Geopolitics impact on farm costs
On the other side of the ledger, attractive export prices may be the essential buffer farmers need as input costs on farm may be impacted by war in the Middle East. The report itself was finalised before the latest escalation in the Middle East, but Jen notes that recent events are likely to add further pressure to fuel and fertiliser prices, particularly urea.
“Up to 45% of global Urea supply comes out of that region.” Those rising inputs threaten to erode margins, even against better schedules. Jen’s advice is not necessarily to dwell on every twist in geopolitics, but to understand the underlying fundamentals: if beef prices hold firm while input costs lift, some of the sting is at least partially offset.
“If we’re getting paid better for our products, it helps those margins that would otherwise be squeezed even more.”

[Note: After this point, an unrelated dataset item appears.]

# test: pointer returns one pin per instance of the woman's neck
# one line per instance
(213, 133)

Jen believes we are heading toward a natural ceiling in beef prices as consumers eventually push back, particularly in markets where beef has become very expensive at retail. But for now, there is still room for New Zealand’s key markets to pay for the product they need.
For farmers making decisions on stocking rates, capital investments or debt, the message from Jen is to balance earnest confidence in the fundamentals with caution around costs and volatility. The world may be uncertain, but for the next couple of years at least, global beef looks set to remain one of the more resilient stories in agriculture.